Ces dernières risquent fort de se trouver en état de relégation sanitaire, puis économique et politique. Ce qui pourrait avoir des effets sur les flux migratoires Sud-Nord – reste à savoir lesquels. Pour mémoire, depuis 2015 l’Union européenne doit son accroissement démographique aux migrations. Tenter de véritablement fermer les frontières extérieures de l’UE aux foyers migratoires et pandémiques aurait des effets accélérateurs sur l’effacement démographique relatif de l’UE. Cela passerait en outre par un durcissement des moyens consacrés à cette politique, affaiblissant davantage encore les postures morales de l’UE.

De la « ré-étatisation » du monde à la Grande Divergence

Dans les crises actuelles, bien des incertitudes sont encore à lever. Ainsi, l’Iran est mis en grande difficulté par l’ampleur de la pandémie, les remous sociaux, l’effondrement des cours des hydrocarbures et le durcissement de la présidence Trump. De même, la Russie mobilise les réserves financières de ses deux fonds souverains pour subventionner l’économie mais ne semble pas avoir de plan de relance en raison même des faiblesses structurelles de son modèle économique. En effet, la baisse des cours des hydrocarbures souligne de nouveau à quel point les ressources publiques et la prospérité de la population dépendent d’une seule et même variable. Et le Brésil est en proie à une crise politique intérieure qui s’accentue du fait des choix de gestion de l’épidémie.

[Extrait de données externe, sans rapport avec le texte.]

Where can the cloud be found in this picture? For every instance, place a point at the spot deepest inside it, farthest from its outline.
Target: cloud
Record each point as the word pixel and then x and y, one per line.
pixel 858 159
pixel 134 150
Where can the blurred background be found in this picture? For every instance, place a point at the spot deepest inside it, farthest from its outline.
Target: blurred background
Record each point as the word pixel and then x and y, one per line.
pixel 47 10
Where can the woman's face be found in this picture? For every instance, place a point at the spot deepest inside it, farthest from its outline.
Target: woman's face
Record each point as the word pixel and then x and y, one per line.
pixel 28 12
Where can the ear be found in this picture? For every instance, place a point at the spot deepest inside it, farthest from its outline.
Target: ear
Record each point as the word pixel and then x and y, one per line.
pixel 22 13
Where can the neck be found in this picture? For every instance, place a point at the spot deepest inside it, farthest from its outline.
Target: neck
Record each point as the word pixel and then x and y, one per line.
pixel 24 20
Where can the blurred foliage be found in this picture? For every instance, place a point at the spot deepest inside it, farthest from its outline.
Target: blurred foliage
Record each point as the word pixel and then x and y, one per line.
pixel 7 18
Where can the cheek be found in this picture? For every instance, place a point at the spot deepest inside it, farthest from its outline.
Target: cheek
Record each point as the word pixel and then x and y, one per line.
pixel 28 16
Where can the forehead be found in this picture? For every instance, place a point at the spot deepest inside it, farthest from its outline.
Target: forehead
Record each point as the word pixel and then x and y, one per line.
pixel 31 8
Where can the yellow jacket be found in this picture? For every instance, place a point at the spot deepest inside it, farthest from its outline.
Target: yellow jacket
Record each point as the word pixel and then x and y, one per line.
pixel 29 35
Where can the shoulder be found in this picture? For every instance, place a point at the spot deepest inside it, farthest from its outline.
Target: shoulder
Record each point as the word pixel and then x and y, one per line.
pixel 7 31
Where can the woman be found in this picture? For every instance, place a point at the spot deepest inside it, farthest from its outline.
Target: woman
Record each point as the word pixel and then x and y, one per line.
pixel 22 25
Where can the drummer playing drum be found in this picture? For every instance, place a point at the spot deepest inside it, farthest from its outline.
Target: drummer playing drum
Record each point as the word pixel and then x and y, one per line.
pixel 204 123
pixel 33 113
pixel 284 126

Malgré ces incertitudes, plusieurs conséquences des crises sont déjà confirmées : la compétition pour la reprise dans un monde globalement appauvri sera d’autant plus féroce que l’activité sera rare. Dans cette lutte, les puissants d’avant la crise (Chine et États-Unis) sont en ordre de bataille pour défendre leurs intérêts à la faveur de l’affaiblissement généralisé de l’économie internationale. Et, de manière générale, la « ré-étatisation du monde », on l’a dit, confère aux États résilients un avantage comparatif sur les autres États moins familiers avec les politiques de santé publique, les plans de relance et l’intervention publique en matière socio-économique.
La crise multiforme de 2020 n’est pas grosse d’un nouveau monde. Elle rend le monde existant plus âpre, plus brutal et plus inégalitaire.